Concerns about China are driving a projected surge in U.S. defense spending over the next four years, both in conventional and nuclear weapons, according to a recent report by investment bank TD Cowen.
TD Cowen estimates that the Pentagon’s spending on a group of roughly 30 major weapons and munitions is set to jump 22% from fiscal 2024 to 2028, “a significant increase from prior plans.” The Pentagon’s fiscal 2024 budget included an $11.1 billion increase through fiscal 2027 compared to a year earlier across the 30 main programs that TD Cowen tracks, with $10.7 billion allotted for conventional munitions.
Within that spending hike, TD Cowen expects solid, near-term growth for conventional munitions but more sustained growth for atomic weapons as part of the Nuclear Triad Modernization.
In both cases, China is the U.S. Defense Department’s primary long-term consideration, though Russia’s invasion of Ukraine is driving some specific spending in the short term. “Ukraine-type weapons ... should benefit from funds appropriated by Congress over the last year for DOD refill and from foreign military sales to NATO countries,” TD Cowen said. These include Lockheed Martin and Raytheon Technologies’ Javelin anti-tank missiles, Lockheed’s Guided Multiple Launch Rocket System (GMLRS), Raytheon’s Stinger anti-aircraft missiles and General Dynamics’ 155mm rounds.

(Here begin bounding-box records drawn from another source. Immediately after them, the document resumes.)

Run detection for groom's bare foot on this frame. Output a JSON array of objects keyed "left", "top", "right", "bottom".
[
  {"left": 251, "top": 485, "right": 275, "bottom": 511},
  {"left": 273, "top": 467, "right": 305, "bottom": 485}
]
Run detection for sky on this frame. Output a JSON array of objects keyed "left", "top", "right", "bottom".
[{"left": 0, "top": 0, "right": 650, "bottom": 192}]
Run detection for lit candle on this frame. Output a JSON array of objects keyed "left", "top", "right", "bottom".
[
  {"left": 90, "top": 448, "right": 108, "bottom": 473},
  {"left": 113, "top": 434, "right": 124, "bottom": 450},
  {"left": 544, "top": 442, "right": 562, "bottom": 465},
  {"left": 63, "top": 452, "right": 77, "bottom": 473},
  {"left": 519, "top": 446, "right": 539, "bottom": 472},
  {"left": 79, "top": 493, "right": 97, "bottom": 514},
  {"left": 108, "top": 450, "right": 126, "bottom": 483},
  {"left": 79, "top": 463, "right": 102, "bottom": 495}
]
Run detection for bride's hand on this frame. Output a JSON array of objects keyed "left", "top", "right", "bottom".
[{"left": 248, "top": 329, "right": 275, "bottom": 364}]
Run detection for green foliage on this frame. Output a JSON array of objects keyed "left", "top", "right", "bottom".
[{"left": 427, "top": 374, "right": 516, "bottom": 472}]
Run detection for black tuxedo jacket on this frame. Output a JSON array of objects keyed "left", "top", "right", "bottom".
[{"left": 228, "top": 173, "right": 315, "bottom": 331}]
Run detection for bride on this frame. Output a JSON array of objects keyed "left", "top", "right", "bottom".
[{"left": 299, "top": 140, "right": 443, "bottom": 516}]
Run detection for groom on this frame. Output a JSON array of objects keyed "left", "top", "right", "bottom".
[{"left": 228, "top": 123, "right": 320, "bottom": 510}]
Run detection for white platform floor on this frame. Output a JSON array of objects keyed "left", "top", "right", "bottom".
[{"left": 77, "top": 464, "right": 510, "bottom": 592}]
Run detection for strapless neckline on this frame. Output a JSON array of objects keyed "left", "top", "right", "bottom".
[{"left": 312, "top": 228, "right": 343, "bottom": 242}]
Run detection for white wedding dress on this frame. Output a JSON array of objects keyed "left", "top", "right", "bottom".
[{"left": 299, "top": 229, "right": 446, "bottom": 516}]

In the long term, Northrop Grumman programs are likely to grow the most on the back of nuclear modernization and rocket motors, with Lockheed right behind, buoyed by demand for both its conventional and nuclear programs.
In December 2022, the Pentagon unveiled the Northrop-built B-21 Raider stealth bomber, the first new U.S. bomber aircraft in more than three decades. The Air Force plans to buy at least 100 of the $700 million aircraft, which can deploy either nuclear or conventional munitions.
“Even the most sophisticated air defense systems will struggle to detect the B-21 in the sky,” U.S. Secretary of Defense Lloyd Austin said in December.
Including the B-21 and its classified space programs, Northrop “arguably is the fastest-growing prime through the late decade, with a ramp to 6% growth expected by 2025 and somewhat more in out years,” TD Cowen said.
China’s answer to the B-21, the Xian H-20, is being manufactured by the state-owned Aviation Industry Corporation of China (AVIC) and is expected to be rolled out at some point this decade. The H-20 may have a global range of 10,000 km (6,200 mi.), according to the Center for Arms Control and Non-Proliferation.
The H-20 is part of a broader, accelerated push by Beijing to modernize its nuclear arsenal. The Pentagon estimates that China plans to nearly quadruple its nuclear warheads from 400 to 1,500 by 2035.
China’s current nuclear-capable bomber is the H-6N, which has a range of 1,800 km and recessed fuselage modifications that allow it to carry air-launched nuclear missiles.
It is unclear why China, a state with a longstanding no-nuclear-first-strike policy, is doubling down on boosting its nuclear arsenal—especially when the conventional capabilities of the People’s Liberation Army Rocket Force (PLARF) are sufficient to make U.S. intervention in a Taiwan Strait conflict a costly endeavor for Washington. The opacity of China’s authoritarian political system and lack of candid dialogue between the U.S. and Chinese militaries add to the challenges of deciphering Beijing’s nuclear weapons program objectives.
After President Joe Biden met with Chinese leader Xi Jinping last November in Indonesia, the White House issued a statement that said the two men “reiterated their agreement that a nuclear war should never be fought and can never be won and underscored their opposition to the use or threat of use of nuclear weapons in Ukraine.”
Meanwhile, Taiwan figures prominently in growing demand for Raytheon’s Standard Missile Six (SM-6), Naval Strike Missiles, and Advanced Medium-Range Air-to-Air Missile (AMRAAM). “Raytheon’s portfolio has implications for Taiwan scenarios, and increased production and stockpiling could be part of a U.S.-Quad-Taiwan stockpiling and deterrence scenario,” TD Cowen said, with “Quad” referring to the Quadrilateral Security Dialogue that includes the U.S., Japan, Australia and India.
Looking ahead, TD Cowen notes that the Pentagon wants contractors to add missile and munitions capacity, but they are hesitant to do so without assurances of sustained demand that would allow them to recover capital costs.
Cognizant of this issue, the Pentagon “appears willing to consider multiyear buys,” the investment bank said, adding that it expects production to ramp up in 2024-25 and continue at an elevated level for several years thereafter “to achieve the inventory levels DOD wants to both replenish Ukraine and refill its own stockpile.”